The decade has gone.

I have been reading a few interesting jots and jottings about what the last decade was all about, and two descriptions have stuck with me.

One, that it was the Decade of the Amateur. That the internet and Reality TV introduced the world to people that previously had no way of projecting themselves. This resulted in the masses choosing to read unknown bloggers rather than the NY Times and choosing to watch home made YouTube videos rather than a BBC drama.

The decade started with Big Brother, a show about ordinary people around doing nothing, and ended with X Factor, a show about ordinary people doing something.

In the advertising industry this ‘power to the people’ manifested itself with companies / brands indulging in a spot of DIY using Getty, iMovie, Facebook, Blogs and such.

Two, that it was the Decade of Insecurity. Which is a shame as the Noughties started with the cold war nicely wrapped up in a history book, the world seemed happy in the sole stewardship of the US and prosperity was providing tasty middle classness and flat screens to all.

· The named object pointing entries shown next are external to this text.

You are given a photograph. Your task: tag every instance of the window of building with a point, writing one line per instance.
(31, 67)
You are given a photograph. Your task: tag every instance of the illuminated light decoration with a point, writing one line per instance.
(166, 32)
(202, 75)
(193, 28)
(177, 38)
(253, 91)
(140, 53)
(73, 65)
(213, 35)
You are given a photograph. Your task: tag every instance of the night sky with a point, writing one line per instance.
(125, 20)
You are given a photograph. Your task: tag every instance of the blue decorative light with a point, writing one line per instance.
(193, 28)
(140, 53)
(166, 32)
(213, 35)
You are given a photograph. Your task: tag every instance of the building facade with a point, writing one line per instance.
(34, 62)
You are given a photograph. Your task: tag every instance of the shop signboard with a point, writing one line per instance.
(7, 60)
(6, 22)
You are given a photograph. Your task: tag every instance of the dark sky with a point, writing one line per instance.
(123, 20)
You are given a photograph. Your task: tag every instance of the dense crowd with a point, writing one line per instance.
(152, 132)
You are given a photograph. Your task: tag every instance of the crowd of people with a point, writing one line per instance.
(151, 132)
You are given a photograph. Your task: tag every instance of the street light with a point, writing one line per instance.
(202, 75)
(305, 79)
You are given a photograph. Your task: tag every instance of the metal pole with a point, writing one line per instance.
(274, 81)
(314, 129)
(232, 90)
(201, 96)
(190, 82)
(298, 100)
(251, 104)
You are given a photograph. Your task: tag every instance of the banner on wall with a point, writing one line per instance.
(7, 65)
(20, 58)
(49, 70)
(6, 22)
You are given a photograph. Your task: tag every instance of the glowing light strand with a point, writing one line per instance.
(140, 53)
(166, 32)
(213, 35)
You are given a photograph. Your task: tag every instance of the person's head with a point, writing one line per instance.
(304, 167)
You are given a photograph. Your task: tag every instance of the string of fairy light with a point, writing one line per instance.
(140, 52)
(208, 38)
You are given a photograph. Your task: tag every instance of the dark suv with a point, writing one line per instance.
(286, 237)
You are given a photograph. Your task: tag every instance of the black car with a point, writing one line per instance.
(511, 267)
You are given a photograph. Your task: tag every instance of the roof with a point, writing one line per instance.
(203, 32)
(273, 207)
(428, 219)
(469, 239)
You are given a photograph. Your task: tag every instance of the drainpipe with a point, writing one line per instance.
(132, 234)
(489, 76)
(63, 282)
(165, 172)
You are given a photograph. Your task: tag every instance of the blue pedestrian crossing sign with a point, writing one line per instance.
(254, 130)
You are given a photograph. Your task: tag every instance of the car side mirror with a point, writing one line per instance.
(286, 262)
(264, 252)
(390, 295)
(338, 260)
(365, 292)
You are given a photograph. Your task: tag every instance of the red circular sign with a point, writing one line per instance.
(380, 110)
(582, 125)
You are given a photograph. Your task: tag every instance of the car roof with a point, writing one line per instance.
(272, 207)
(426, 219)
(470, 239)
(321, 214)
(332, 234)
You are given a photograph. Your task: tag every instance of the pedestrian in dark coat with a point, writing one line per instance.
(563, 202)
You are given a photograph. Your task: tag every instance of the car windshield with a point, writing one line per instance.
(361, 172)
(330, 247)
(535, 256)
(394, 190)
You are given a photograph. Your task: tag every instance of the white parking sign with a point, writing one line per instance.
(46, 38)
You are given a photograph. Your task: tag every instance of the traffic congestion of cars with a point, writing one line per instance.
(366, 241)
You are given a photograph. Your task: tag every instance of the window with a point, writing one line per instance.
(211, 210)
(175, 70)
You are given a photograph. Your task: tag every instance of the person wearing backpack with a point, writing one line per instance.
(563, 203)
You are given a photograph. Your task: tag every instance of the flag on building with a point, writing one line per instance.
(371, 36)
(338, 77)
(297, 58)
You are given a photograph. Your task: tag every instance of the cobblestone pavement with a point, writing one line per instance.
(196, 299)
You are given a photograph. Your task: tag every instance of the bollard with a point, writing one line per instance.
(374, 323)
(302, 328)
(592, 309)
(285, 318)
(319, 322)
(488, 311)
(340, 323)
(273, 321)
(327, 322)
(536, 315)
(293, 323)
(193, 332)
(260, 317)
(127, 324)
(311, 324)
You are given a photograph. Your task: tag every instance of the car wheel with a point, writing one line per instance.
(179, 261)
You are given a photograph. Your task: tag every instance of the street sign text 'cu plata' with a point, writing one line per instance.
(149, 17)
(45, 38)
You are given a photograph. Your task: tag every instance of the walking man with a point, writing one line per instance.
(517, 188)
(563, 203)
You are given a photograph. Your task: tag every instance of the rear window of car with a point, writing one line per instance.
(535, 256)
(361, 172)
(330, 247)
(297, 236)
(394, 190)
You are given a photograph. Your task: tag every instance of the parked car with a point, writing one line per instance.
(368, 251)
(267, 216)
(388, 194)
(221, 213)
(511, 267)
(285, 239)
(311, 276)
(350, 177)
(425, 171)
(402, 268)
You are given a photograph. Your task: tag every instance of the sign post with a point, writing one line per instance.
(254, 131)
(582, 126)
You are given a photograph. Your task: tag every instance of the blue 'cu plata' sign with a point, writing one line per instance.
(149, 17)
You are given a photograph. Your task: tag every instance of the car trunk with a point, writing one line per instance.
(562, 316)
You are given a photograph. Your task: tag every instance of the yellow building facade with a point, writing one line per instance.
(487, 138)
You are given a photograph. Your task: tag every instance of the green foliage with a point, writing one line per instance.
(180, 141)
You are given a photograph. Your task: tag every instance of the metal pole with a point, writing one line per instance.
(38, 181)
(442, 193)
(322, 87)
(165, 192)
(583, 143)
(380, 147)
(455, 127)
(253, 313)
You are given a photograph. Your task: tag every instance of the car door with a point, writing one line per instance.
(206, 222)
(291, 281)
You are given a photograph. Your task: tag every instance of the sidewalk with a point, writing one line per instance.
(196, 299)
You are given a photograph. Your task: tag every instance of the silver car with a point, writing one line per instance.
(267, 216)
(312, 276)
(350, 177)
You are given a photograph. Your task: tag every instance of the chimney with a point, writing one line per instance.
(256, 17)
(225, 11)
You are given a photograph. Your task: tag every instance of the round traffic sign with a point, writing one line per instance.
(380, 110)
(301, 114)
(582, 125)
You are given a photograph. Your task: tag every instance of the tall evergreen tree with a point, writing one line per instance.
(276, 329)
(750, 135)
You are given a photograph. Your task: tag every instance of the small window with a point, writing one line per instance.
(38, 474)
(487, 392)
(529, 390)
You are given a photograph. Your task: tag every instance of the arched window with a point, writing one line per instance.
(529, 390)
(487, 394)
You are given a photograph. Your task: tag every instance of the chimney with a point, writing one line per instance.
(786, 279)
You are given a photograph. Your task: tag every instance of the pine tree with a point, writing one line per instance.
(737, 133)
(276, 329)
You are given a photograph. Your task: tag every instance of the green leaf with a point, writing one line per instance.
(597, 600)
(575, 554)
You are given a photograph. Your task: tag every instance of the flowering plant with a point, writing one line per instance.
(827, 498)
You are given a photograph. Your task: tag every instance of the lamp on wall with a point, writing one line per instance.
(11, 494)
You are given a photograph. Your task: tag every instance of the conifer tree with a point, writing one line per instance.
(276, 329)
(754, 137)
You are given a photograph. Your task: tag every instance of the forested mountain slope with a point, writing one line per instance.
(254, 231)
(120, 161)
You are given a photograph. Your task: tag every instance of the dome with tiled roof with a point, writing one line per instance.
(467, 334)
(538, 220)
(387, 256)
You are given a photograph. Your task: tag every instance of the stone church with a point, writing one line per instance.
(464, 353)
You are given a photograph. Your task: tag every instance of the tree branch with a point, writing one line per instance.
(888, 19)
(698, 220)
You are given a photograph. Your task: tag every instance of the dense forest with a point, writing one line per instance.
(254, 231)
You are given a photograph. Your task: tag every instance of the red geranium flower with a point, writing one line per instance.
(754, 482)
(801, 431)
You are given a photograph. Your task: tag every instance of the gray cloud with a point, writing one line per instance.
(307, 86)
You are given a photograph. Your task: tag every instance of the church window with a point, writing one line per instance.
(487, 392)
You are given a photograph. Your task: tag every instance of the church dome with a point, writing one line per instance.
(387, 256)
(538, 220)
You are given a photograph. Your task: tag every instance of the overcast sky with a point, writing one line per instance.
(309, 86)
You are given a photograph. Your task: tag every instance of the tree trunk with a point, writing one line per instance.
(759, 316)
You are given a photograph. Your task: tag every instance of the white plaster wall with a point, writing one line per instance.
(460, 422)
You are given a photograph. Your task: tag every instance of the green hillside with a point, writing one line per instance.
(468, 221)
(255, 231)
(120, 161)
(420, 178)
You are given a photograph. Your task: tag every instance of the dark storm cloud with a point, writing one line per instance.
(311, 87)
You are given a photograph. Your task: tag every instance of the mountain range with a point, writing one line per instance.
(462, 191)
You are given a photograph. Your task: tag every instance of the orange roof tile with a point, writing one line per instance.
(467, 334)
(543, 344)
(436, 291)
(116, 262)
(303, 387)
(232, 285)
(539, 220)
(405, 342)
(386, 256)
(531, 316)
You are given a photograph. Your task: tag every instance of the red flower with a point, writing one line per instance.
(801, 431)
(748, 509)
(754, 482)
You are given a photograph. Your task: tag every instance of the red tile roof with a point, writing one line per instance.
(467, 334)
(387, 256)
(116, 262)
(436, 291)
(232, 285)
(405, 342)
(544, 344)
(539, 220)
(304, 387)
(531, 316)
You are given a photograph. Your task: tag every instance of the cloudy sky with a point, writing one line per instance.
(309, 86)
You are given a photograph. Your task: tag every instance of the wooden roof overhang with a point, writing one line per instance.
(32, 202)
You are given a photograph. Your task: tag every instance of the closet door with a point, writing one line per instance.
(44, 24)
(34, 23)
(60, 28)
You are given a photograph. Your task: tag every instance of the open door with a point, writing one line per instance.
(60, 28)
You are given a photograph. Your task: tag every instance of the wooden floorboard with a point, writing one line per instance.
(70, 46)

Then in 2000 the dotcoms went bang, a year later the Twin Towers (capitalism and democracy) crashed down and for the rest of the decade we all had to take our shoes off at airports and protect our computers from 14 year old hackers. Does anyone remember the 80′s TV show ‘Hackers’? It seemed like a cool thing to do, ride your BMX bike during the day and hack bad guys at night.

And we ended the decade even more insecure; “thanks” to any bankers out there.